Republicans say their passion for limits on government is based on the constitution. They usually point to the 10th amendment as their authority: ‘The powers not delegated to the United States by the Constitution, nor prohibited by it to the States, are reserved to the States respectively, or to the people.’

My attention was drawn to a bill passed by the US House of Representatives on 5/13/2015: H.R.36, the Pain-Capable Unborn Child Protection Act, which prohibits abortions in most cases when the age of the fetus is greater than 20 weeks. Of course, there is nothing in the US Constitution giving the Federal government a role in reproductive medicine. Abortion advocates are wrong in claiming a constitutional right to privacy, and the Supreme Court was wrong in agreeing. That doesn’t justify Republicans in retaliating with crowd-pleasing legislation like HR 36 that colludes in the expansion of federal power in this area.

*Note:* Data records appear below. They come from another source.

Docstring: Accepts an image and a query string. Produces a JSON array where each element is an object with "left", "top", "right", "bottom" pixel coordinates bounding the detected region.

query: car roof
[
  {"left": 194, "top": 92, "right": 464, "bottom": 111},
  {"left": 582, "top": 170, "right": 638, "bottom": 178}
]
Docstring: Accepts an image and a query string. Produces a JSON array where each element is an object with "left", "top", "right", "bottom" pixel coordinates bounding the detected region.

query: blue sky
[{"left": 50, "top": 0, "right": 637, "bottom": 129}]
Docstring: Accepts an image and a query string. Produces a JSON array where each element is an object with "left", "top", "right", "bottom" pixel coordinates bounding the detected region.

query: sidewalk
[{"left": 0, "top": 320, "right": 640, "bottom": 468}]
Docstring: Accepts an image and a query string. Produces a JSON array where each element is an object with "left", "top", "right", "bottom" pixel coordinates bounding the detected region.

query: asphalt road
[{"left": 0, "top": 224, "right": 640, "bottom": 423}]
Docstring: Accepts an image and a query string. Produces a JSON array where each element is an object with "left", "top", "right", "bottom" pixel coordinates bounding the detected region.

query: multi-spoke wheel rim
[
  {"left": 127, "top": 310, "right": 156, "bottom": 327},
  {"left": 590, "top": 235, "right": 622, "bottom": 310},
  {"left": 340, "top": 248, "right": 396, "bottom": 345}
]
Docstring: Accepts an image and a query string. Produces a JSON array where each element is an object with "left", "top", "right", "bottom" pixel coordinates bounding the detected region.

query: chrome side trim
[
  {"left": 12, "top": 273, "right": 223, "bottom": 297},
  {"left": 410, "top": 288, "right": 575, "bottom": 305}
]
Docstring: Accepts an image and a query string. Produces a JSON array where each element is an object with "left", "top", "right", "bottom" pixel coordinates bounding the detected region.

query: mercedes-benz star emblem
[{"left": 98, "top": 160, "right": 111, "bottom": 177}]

The problem doesn’t end with abortion. Over time other issues have been exploited at the national level, with Republicans playing along:

  • Republicans in Congress oppose legalizing marijuana in the states and the District of Columbia.
  • The Republican 2012 platform supported the Defense of Marriage Act, which allowed states to not recognize same-sex marriages granted under the laws of other states.

There is a common fault with politicians: greed for power. When a politician spots an un-served constituency they sign them up as new clients, jump to their support and get their loyalty. In the political game that’s how you gain new votes and build your campaign budget. It’s an ethical challenge for the politician in these cases: how to reconcile a new agenda with their previous positions and allegiances. The challenge for voters is to hold politicians accountable for pandering and hypocrisy. If your legislator supports positions you agree with and manages to avoid these conflicts, count yourself lucky.

The genuine conservative position on abortion, gay marriage, and marijuana legalization is that they are matters for the states to decide. When Republicans join in by trying to put their own spin on Federal control in these areas, that’s hypocrisy.

You can’t vote for Federal involvement in marijuana legalization, abortion, and gay marriage and then pretend to respect the 10th amendment. If there is a reason for Federal control, follow the path provided by the constitution: pass an amendment and add that item to the list of specified powers.

The bottom line
Don’t say you support constitutional limits on Federal power, and then do anything like this:

  • pass HR 36, which seeks to expand Federal regulation of abortion,
  • oppose marijuana legalization in the states and the District of Columbia,
  • pass the Defense of Marriage Act, which undermines states’ right to define marriage.